This post was contributed by Jackie Watson, a third year PhD student in English at Birkbeck.
A rare opportunity to relish learning…
I’m convinced there is nothing so quirky, and at the same time so profoundly intellectual, as the
Birkbeck Medieval and Renaissance Summer School
(BMRSS). It
is
a showcase of academic expertise – with papers, this year on The River, from leading academics. But what makes it special is how it encourages people from a range of backgrounds, different ages and academic levels, to meet and share their excitement in medieval and early modern literature, history and art. This year’s group is ‘typical’, people doing courses at BA, MA and PhD level, in different disciplines, from lots of different places in the UK and beyond: all talking animatedly about ideas raised by the conference, but also about their academic aspirations, and possibilities for future learning and research. It’s an encouraging environment, and highly unusual in today’s short-sighted, outcome-driven HE system…

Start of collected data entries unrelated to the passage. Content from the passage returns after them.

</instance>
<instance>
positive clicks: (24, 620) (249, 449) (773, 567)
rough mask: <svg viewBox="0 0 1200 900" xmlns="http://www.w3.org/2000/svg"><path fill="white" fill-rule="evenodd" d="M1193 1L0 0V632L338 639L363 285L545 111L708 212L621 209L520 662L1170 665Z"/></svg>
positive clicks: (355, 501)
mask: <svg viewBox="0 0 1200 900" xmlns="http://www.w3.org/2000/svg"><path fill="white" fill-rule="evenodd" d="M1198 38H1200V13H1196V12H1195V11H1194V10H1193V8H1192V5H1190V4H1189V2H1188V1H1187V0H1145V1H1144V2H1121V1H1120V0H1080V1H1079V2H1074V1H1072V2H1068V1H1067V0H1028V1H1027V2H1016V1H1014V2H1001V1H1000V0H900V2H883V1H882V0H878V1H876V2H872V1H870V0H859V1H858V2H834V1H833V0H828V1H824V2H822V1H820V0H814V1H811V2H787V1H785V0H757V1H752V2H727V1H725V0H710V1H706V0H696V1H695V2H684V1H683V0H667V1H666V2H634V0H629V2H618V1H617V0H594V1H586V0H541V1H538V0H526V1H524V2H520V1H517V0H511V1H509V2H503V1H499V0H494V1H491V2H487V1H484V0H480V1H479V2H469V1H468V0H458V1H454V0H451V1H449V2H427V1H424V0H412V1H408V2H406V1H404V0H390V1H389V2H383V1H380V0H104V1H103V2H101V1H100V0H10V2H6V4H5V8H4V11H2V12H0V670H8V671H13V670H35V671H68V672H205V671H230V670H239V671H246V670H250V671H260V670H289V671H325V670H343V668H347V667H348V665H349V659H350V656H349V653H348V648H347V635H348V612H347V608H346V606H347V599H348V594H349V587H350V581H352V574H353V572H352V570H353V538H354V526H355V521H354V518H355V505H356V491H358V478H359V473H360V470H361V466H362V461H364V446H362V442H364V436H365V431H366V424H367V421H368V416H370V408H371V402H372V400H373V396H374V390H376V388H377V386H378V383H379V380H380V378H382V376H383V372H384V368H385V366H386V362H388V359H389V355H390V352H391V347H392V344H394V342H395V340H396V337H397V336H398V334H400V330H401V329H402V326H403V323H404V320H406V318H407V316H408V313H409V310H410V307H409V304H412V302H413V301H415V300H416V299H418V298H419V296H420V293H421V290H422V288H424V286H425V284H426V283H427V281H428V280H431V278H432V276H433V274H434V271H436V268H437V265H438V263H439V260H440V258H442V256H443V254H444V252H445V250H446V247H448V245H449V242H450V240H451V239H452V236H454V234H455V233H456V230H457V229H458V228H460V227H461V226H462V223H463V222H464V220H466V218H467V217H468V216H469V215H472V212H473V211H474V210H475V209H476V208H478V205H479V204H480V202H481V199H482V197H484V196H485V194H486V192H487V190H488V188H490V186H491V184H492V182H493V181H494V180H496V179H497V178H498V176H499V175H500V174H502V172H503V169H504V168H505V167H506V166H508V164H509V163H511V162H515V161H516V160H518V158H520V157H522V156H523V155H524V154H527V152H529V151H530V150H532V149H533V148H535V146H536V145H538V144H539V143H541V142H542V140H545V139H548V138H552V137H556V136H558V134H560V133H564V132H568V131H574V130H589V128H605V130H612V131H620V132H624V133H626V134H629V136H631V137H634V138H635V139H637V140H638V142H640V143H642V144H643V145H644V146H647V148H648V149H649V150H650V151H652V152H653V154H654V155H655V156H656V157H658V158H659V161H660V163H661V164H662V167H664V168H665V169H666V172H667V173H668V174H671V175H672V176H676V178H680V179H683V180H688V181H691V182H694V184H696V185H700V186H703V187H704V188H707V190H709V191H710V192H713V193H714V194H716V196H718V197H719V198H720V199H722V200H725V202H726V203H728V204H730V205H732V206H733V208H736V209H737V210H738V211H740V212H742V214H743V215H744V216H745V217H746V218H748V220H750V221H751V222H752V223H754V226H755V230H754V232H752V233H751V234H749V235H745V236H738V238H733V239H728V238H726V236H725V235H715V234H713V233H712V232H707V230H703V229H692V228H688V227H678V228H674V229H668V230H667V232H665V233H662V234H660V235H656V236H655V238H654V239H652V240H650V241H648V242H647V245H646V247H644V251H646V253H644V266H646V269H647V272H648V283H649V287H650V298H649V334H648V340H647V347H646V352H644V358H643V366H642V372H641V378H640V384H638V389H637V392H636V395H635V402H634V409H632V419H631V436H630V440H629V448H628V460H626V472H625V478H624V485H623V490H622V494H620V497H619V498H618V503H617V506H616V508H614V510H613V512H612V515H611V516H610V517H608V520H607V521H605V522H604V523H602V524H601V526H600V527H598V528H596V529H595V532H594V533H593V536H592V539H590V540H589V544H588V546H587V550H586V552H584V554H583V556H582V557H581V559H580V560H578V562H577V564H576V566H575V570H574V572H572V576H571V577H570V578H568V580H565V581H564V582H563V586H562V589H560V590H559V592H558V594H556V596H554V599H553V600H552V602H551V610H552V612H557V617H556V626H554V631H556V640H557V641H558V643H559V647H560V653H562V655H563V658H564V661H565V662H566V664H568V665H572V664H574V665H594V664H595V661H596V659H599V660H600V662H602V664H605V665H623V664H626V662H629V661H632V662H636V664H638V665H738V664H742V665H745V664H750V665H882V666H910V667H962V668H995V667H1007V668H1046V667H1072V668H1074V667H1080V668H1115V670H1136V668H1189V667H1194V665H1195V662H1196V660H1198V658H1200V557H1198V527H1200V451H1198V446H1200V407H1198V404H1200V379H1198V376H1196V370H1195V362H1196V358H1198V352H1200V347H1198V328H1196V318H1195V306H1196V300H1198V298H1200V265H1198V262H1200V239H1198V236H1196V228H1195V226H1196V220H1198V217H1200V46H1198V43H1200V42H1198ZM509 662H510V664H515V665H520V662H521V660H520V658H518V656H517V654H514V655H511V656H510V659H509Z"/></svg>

Nothing, perhaps, shows how unusual it is more than the programme. Such is the ambition of the summer school to provide different learning experiences to a wide variety of students, that it’s incredibly difficult to organise… Most conferences take place in one building – with, at most, the need to move from one room to another: nothing so lacking in ambition for the BMRSS! Sessions on maps at the British Library, a group going to Shakespeare’s Globe, and another touring the city to find evidence of its lost rivers… Greenwich Maritime Museum, Renaissance Print-making and modern river poetry… With options at every turn, no-one’s summer school is like anyone else’s! It’s ambitious, unusual, and very quirky…
Take the search for lost rivers…
For a variety of reasons, some of us turned down the opportunity to see
Macbeth
. Seen it already, perhaps, or just about to… but all of us were very excited to ramble around London finding evidence of all those rivers whose names we’d heard so often – now, usually, underground and unseen.
Beginning in Islington with the creation of the New River and a statue of the man responsible (Hugh Myddelton) we wound our way, water-like, downhill to the Thames… For three hours… And at every turn we were nearly so distracted and fascinated by what we found that we risked not reaching the Globe to meet the others.
Consider the fascination of a hole in the road…
In his morning paper on Spenser and Jonson’s contributions to river poetry, Adam Smyth had (just in passing, you understand) mentioned the fact that you can, if you lie in the middle of a particular London street and listen at a grate, hear the rushing waters of the Fleet beneath. A mildly interesting, and quite an innocent remark to make, if slightly tangential to Jonson’s account of the river’s detritus… However, to such a group as this, such an inconsequential comment is a challenge; find the road, practically lie in it, and listen to the watery voice of the past.
Lea, Fleet, Walbrook, Quaggy, Tyburn etc. were soundly commemorated by the walk.
On to Clerkenwell (only one of the wells we passed), and St John’s Priory museum – the joyous ShaLT project app (from recent research into Shakespeare’s London Theatres involving an interactive map showing early modern sites in London), allowed us to find the site of the Elizabethan Revels Office. We had to tear ourselves away, and on to Smithfield (past the site of the inn/brothel owned by George Wilkins, co-writer of
Pericles
) and St Bart’s museum (Hogarth paintings), diverting slightly to George Frederick Watts’ memorial to heroic self-sacrifice at Postman’s Park (many of whom seemedto be victims of the waterways we were interested in)…
And that was only one afternoon of the three days… Such an opportunity for learning is unforgettable, and, unfortunately, rare in today’s educational climate. Long may the quirky BMRSS continue to buck the trend!